Malava Constituency is an electoral constituency in Kenya. It is one of twelve constituencies in Kakamega County. The current MP of the constituency is David Athman Ndakwa. The constituency was established for the 1988 elections.

== Electoral history ==

| Elections | MP |  | Party | Notes |
|---|---|---|---|---|
| 1988 |  | Joshua Mulanda Angatia | KANU | One-party system. |
| 1990 |  | MN. S. Anaswa | KANU | By-elections, one party system. |
| 1992 |  | Joshua Mulanda Angatia | KANU |  |
| 1997 |  | Soita Shitanda | FORD-Kenya |  |
| 2002 |  | Soita Shitanda | NRC |  |
| 2007 |  | Soita Shitanda | NFK |  |
| 2013 |  | Moses Malulu Injendi | MDP |  |
| 2017 |  | Moses Malulu Injendi | JP |  |
| 2022 |  | Moses Malulu Injendi | ANC | Died on 17 February 2025 |
| 2025 |  | David Athman Ndakwa | UDA | By-elections held 27 November 2025. |

== Wards ==
Malava Constituency has seven wards, namely; South Kabras, Butali/Chegulo, Manda-Shivanga, Chemuche, Shirugu-Mugai, West Kabras, and East Kabras. As of 2022, there are 94,417 registered voters.

Wards
| Ward | Registered Voters |
| Chemuche | 14,139 |
| Butali/Chegulo | 15,146 |
| Manda-Shivanga | 14,677 |
| South Kabras | 16,523 |
| Shirugu-Mugai | 12,238 |
| West Kabras | 11,699 |
| East Kabras | 9,995 |
| Total | 94,417 |
*As of 2022

==2025 By-election==
A by-election was held on 27 November 2025 after the death of Moses Malulu, re-elected as MP during the 2022 general election. David Ndakwa won the by-election with 21,564 votes under a UDA ticket, ahead of DAP-K's Seth Panyako with 20,210 votes.

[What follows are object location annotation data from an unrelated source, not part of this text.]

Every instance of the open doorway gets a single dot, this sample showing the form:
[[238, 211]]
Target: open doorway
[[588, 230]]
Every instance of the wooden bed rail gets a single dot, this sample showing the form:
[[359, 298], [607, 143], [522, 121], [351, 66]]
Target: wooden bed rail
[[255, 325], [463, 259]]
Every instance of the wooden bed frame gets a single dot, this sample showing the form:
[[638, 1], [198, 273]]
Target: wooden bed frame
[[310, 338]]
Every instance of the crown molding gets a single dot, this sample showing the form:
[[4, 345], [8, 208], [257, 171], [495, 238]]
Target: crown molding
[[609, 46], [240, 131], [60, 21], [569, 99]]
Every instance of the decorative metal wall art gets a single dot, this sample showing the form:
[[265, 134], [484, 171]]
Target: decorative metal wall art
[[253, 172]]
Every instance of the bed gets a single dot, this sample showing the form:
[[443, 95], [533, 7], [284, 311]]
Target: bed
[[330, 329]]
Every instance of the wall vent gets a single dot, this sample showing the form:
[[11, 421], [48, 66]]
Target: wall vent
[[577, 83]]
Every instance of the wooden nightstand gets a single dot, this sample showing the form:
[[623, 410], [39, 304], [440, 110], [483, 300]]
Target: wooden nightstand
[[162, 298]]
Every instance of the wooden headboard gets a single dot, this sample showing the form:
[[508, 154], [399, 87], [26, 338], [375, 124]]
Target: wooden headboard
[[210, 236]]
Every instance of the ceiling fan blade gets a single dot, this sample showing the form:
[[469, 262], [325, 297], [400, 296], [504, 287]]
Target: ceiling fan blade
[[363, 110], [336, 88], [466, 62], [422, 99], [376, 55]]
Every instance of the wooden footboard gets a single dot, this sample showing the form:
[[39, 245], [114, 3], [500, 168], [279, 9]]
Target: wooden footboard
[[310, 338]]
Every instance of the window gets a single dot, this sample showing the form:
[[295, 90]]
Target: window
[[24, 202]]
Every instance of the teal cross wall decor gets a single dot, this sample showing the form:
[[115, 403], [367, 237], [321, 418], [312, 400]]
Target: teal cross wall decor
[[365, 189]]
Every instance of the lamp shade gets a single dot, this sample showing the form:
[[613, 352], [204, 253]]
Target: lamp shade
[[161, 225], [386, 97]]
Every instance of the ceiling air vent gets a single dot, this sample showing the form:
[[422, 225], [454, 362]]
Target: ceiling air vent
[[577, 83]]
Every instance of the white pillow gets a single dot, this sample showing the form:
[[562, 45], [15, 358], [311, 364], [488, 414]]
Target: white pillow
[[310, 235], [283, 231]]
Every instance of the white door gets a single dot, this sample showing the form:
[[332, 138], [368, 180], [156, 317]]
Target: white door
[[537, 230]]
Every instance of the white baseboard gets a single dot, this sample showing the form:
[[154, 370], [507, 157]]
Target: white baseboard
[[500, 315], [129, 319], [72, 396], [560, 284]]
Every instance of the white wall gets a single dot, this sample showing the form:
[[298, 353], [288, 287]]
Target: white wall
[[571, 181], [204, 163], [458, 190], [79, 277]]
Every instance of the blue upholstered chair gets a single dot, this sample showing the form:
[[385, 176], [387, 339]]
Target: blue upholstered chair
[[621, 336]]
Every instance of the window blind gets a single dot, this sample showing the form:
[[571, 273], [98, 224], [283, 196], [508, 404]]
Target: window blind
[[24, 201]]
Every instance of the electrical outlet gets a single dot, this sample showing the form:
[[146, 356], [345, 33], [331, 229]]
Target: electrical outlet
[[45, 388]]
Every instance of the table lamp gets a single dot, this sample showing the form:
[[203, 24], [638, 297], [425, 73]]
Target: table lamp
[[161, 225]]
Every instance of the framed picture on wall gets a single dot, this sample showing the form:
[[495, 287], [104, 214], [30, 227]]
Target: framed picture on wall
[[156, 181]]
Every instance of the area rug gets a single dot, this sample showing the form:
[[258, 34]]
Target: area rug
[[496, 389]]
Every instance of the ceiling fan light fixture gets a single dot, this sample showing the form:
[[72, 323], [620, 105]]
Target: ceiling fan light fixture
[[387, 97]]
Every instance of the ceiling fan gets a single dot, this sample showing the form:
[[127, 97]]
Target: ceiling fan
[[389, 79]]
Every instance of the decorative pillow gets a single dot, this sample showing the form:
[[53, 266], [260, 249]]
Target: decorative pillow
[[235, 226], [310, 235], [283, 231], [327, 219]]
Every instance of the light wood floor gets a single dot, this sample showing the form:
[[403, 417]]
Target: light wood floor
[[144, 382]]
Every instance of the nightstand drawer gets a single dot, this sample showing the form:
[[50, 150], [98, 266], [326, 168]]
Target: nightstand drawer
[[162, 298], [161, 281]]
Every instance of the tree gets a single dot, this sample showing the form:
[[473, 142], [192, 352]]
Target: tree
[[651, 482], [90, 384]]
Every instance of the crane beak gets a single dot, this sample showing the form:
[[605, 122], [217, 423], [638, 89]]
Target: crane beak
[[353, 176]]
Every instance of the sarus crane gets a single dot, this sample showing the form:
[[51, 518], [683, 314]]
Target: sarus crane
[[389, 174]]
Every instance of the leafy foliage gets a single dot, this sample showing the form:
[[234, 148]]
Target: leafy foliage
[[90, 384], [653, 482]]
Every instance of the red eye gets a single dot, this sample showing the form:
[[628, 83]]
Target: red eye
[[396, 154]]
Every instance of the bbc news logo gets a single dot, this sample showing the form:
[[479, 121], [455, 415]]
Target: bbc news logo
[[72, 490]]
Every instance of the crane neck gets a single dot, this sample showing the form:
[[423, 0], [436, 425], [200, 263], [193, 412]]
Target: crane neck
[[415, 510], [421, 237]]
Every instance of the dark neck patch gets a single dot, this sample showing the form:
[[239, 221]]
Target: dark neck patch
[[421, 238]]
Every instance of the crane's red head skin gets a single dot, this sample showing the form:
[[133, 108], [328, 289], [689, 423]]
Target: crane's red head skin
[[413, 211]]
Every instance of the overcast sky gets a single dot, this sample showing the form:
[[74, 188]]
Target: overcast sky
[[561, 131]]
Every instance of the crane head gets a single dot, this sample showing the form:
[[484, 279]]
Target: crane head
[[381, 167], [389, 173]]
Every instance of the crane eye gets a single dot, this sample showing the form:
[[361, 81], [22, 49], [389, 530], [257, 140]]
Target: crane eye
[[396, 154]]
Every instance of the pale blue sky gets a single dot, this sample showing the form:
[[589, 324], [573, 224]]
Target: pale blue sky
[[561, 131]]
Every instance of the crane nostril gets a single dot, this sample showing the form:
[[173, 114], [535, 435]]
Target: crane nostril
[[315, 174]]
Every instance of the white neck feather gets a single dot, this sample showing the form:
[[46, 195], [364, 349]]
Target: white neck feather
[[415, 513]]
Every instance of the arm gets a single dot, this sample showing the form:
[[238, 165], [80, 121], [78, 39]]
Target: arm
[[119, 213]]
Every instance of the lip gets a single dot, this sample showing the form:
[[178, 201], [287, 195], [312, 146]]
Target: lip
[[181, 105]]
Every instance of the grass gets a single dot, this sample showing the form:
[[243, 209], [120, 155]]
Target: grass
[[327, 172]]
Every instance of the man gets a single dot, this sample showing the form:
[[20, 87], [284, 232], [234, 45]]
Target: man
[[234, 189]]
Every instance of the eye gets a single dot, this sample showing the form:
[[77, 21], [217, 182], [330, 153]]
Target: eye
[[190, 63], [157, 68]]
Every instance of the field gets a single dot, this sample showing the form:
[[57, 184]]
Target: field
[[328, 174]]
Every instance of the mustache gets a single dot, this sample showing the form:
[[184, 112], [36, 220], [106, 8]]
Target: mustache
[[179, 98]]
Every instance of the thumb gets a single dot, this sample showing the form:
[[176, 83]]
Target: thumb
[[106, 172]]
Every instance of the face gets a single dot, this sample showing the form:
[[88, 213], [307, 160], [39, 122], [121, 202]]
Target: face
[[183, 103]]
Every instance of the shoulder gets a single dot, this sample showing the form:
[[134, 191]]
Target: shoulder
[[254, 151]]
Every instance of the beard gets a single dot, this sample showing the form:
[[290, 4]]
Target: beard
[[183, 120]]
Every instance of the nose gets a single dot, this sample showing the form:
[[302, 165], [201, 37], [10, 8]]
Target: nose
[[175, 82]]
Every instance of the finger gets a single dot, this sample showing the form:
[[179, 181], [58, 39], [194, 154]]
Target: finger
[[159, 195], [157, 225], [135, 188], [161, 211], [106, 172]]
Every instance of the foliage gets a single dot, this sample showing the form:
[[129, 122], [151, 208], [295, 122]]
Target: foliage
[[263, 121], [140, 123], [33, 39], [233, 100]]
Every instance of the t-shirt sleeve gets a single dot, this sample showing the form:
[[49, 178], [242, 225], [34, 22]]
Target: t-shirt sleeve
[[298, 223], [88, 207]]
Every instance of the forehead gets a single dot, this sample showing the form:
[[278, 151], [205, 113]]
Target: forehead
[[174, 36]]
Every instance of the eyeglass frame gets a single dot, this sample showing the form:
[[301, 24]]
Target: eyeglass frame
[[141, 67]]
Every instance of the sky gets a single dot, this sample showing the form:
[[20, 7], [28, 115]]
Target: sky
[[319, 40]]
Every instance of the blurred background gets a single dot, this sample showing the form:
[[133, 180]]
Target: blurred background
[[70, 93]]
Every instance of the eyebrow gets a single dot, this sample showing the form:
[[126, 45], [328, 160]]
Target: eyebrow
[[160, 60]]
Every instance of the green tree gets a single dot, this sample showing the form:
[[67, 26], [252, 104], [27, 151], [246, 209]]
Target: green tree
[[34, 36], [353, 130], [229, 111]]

Criticisms of the electoral process were raised by various groups. The Election Observation Group (ELOG) raised concerns of electoral fraud involving violence, harassment, and political interference across the various by-elections held in November 2025. In Malava constituency, ELOG highlighted clashes between supporters of different political groups, and unauthorised access to polling stations by unaccredited individuals.

Members of the opposition alliance Azimio la Umoja also expressed concerns around the election result and some called for an invalidation of results. Trans-Nzoia Governor George Natembeya of the DAP-K party expressed concerns about the status of the by-election as free and fair, stating that is was characterized by voter intimidation and vote-buying. On 30 November 2025, leader of the WPF, Kalonzo Musyoka, announced plans to challenge the results of the by-election, claiming that the Government of Kenya intimidated, suppressed, and bribed voters. However, Musyoka did not end up officially challenging the election result. Two voters launched a petition to the Kakamega High Court on behalf of second-place candidate Seth Panyako to invalidate the election results on grounds of alleged violence, voter intimidation, bribery, interference by public officials. The case included footage of Higher Education Principal Secretary Beatrice Inyangala campaigning for David Ndakwa while giving out food aid. On 15 May, the High Court in Kakamega ruled against the petitioners, stating that there was insufficient evidence to nullify the by-election results.